For more details, read the paper for this structure:

Hibbs, R.E., Gouaux, E. Principles of activation and permeation in an anion-selective Cys-loop receptor. (2011) Nature 474: 54-60 [PubMed] [DOI]

ISMB

I had a great time attending 3DSIG and ISMB/ECCB in Vienna. The quality of the talks was very high and it was fun to meet so many other computational biologists. It is nice to finally put faces and personalities to names which I previously knew only through their papers.

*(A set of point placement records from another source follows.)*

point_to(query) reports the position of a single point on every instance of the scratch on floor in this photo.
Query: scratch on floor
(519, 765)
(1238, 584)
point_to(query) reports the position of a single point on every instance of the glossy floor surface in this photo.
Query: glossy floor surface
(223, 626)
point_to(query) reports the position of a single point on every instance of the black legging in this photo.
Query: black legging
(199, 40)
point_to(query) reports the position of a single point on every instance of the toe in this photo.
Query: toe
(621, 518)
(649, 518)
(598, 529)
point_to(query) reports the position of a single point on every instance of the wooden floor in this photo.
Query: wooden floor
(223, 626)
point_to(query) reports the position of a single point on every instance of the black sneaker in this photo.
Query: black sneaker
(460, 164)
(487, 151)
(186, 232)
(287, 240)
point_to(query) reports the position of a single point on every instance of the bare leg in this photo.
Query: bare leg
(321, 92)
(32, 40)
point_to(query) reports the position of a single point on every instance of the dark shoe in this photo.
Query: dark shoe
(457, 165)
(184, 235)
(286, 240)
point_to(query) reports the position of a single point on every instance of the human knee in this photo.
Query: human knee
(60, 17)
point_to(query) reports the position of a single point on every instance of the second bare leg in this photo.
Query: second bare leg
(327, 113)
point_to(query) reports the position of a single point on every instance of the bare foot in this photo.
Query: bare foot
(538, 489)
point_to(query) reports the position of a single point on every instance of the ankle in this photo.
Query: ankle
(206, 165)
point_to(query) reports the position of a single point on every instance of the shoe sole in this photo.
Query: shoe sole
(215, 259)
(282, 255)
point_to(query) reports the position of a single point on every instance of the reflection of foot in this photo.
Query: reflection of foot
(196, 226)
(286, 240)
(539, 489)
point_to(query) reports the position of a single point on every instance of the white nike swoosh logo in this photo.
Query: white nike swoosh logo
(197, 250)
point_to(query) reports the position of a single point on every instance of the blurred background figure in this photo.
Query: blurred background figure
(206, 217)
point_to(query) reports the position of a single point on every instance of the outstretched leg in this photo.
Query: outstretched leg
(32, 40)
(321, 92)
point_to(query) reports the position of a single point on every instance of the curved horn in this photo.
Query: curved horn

My work was included twice at the conference. Andreas had a poster and laptop demo of the CE-CP and CE-symm tools as part of his poster ‘The RCSB PDB Protein Comparison Tool’ at 3DSIG. I also had a poster of my own with the rather presumptuous title “A comprehensive Review of Protein Fold Space and the Correlation of Structure with Function.

Mass Spectrometry Review of PTMs

I’ve been taking CHEM 283 with Dr. Majid Ghassemian. It’s a practical lab course on mass spectrometry. For the final, we had to analyze a sample of alpha-casein (the main protein in cow milk) and present a report on some aspect of the results. I chose to focus on methods for identifying post-translational modifications using mass spec, as exemplified by the programs MASCOT, InsPecT, and MS-Alignment.

Self-analysis: Good journal-club-type discussion of the algorithms. The data is largely irrelevant to my point (due to lack of InsPecT training on QStar), but I had to fit in my experimental results somehow.

IL-1 Principle Motions

For my rotation with Pat Jennings and José Onuchic I’ve been analyzing simulations of the IL-1 complex. I made up this page to display some of the movies I made of principle motions in IL-1R bound to either IL-1β or the antagonist.